The movie, which was acquired by producer Sunil Bohra, was to release nationwide in November, but Shaikh isn't sure if his lead actor, who is only 25, will still be alive.
"He may not be around till then, so we are doing a premiere in Malegaon on Eid (August 31st), and screening it once there. I want it to happen while he is around," Shaikh said.
The film has been made on a shoestring budget with a handycam, and with local youth as actors. But people have taken notice.

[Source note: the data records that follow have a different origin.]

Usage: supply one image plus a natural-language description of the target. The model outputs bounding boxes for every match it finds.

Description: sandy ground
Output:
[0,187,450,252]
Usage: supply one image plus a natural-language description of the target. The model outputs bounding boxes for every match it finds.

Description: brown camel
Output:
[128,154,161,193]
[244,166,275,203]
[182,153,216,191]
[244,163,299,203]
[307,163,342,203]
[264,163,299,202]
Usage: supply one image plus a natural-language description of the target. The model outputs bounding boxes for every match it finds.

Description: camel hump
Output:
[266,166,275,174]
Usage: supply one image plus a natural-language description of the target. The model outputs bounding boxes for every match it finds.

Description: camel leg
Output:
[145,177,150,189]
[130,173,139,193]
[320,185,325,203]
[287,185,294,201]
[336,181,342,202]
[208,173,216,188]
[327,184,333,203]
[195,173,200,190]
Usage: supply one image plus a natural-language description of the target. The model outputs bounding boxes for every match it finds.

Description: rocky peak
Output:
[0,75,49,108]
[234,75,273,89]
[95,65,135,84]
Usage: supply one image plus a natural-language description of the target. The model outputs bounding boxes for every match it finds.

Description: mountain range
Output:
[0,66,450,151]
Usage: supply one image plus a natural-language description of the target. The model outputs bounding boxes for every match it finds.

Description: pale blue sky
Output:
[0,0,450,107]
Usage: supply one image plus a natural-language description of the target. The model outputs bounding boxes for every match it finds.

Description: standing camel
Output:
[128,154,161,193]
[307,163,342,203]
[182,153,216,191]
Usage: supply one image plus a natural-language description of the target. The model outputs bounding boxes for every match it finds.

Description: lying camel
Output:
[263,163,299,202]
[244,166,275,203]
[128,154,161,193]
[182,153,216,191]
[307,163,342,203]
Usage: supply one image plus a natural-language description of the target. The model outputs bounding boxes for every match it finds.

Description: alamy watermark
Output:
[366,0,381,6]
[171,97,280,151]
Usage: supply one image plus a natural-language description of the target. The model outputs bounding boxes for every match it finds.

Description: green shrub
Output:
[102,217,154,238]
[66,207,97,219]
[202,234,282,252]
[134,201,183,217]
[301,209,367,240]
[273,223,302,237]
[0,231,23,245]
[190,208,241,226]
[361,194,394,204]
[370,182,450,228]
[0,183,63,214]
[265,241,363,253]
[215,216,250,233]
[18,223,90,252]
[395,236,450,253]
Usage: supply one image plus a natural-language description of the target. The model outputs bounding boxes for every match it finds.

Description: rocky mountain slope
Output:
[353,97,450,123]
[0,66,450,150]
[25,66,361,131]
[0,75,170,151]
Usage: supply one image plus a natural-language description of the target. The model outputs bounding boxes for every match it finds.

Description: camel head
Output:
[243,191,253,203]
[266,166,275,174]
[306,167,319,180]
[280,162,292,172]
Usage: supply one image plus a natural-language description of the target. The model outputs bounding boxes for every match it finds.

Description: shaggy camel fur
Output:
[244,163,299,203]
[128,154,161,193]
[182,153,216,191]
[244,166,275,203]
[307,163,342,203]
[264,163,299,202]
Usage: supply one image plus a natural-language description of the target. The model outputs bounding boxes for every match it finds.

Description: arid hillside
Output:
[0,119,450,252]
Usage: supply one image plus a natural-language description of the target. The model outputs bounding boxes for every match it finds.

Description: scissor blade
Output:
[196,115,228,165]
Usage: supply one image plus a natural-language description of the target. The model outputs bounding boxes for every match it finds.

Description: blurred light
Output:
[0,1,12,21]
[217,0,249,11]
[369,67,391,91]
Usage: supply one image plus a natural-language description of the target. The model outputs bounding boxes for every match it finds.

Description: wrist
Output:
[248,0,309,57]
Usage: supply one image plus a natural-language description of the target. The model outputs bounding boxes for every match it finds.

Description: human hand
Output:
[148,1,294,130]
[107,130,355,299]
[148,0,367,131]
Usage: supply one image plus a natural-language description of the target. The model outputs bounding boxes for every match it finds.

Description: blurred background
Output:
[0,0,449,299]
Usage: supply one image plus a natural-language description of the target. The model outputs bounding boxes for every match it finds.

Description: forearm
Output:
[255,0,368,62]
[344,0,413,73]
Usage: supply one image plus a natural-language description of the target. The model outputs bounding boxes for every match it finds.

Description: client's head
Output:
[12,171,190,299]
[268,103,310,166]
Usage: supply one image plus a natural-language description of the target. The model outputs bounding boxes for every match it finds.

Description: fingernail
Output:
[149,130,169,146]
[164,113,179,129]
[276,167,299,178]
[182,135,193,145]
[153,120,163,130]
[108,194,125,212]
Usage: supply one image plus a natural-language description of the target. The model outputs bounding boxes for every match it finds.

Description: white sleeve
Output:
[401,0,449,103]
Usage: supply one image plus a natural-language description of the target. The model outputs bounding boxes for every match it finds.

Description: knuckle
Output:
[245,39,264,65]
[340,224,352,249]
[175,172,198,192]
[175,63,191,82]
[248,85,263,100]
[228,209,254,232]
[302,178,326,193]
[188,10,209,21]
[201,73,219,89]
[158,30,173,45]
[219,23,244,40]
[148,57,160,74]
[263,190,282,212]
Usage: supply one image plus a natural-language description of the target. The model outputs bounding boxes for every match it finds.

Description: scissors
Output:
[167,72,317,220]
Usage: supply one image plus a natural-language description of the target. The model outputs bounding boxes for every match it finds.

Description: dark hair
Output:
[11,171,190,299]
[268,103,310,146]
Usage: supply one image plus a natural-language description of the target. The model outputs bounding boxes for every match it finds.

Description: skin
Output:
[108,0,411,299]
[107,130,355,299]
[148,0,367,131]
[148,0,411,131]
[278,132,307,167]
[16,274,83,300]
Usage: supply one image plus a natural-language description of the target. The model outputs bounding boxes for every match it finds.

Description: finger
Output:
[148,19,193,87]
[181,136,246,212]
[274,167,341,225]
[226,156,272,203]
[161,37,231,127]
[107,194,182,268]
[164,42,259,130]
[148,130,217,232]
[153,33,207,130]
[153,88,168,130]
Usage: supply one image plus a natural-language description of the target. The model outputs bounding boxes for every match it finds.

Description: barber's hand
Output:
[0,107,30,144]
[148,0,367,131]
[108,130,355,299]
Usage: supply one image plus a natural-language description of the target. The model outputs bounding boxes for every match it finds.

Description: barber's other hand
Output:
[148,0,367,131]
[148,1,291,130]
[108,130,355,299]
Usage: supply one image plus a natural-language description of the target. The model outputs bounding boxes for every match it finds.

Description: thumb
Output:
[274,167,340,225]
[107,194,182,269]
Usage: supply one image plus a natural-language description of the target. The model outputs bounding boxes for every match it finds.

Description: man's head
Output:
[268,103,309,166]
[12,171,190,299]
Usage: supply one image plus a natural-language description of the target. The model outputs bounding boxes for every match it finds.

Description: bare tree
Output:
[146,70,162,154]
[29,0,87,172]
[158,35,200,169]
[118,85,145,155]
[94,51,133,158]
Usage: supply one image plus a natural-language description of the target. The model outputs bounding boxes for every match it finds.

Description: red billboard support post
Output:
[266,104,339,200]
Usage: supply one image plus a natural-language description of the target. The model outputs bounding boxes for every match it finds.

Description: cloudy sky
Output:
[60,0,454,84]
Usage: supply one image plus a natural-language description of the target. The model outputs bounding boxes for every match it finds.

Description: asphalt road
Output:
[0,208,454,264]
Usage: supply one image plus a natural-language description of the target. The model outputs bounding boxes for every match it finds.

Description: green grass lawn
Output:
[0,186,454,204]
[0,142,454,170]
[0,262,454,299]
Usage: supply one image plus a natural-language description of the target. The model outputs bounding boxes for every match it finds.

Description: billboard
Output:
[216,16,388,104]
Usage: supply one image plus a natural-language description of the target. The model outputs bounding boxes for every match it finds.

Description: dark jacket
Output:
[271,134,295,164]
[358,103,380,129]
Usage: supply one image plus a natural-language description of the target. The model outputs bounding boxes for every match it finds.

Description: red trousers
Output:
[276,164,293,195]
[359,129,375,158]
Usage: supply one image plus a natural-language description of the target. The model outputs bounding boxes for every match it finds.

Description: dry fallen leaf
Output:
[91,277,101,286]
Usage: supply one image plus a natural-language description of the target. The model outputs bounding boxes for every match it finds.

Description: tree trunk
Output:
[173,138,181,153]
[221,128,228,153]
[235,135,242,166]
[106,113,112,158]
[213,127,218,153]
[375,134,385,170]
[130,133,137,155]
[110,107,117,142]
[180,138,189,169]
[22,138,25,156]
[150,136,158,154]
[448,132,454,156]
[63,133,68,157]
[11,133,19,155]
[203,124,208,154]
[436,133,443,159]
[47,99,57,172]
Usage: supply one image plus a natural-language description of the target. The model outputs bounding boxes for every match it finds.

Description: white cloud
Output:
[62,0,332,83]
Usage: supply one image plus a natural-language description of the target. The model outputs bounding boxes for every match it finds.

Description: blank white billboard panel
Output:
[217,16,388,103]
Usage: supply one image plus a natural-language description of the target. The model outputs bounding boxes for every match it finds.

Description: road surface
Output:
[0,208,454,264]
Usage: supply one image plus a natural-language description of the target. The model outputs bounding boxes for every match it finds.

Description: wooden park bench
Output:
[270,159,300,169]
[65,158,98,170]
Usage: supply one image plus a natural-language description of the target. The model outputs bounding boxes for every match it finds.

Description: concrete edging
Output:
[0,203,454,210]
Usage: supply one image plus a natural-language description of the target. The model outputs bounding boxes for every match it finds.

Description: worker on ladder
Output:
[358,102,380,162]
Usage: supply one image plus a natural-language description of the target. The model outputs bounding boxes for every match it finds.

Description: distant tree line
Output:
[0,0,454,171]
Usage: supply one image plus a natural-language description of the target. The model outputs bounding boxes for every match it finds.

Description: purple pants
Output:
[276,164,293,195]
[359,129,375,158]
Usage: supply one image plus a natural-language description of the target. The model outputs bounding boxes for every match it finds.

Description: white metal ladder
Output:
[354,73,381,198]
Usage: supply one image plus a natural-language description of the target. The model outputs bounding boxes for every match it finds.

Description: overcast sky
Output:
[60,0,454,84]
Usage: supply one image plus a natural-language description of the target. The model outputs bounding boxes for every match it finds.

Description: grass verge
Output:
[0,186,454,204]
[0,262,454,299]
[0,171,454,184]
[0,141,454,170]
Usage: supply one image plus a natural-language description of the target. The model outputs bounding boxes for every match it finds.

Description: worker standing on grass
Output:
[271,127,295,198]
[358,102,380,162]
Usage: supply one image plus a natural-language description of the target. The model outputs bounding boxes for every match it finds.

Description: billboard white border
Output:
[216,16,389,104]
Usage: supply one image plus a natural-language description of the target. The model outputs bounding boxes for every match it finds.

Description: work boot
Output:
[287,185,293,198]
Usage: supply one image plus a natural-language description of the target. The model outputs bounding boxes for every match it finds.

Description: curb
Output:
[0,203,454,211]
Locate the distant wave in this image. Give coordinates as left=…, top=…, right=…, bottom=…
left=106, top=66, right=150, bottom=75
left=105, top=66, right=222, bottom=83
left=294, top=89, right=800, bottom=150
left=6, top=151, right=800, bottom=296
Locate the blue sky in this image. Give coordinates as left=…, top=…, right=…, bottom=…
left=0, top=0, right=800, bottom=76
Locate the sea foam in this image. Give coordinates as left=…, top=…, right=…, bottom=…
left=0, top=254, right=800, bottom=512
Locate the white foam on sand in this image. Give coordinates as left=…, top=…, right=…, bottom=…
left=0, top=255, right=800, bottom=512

"Superman" was screened in two prestigious film festivals in the country and led to the development of a 34 episode TV series titled "Malegaon Ka Chintu."
"He acted in the TV series too, and that is when we realized he had cancer. The producer of the series, Deepti Bhatnagar, brought him to Mumbai and paid for his treatment," Shaikh said.
"He was operated upon, but the cancer has re-emerged," Shaikh said.
Sheik, who is married with two daughters, is part of the Malegaon film industry, which produces low-budget, spoof movies set in the industrial town of Malegaon, around 300 km (190 miles) from Mumbai.
Shaikh, a former video parlor owner who took to making films, says one of the reasons he wants to screen the movie in his home-town is because he wants to drive home the point about tobacco.
"So many people eat tobacco in my village. I hope they realize now what a bad idea it is," said Shaikh.
He has recorded messages from prominent Bollywood stars about the dangers of tobacco to be played at the end of the screening.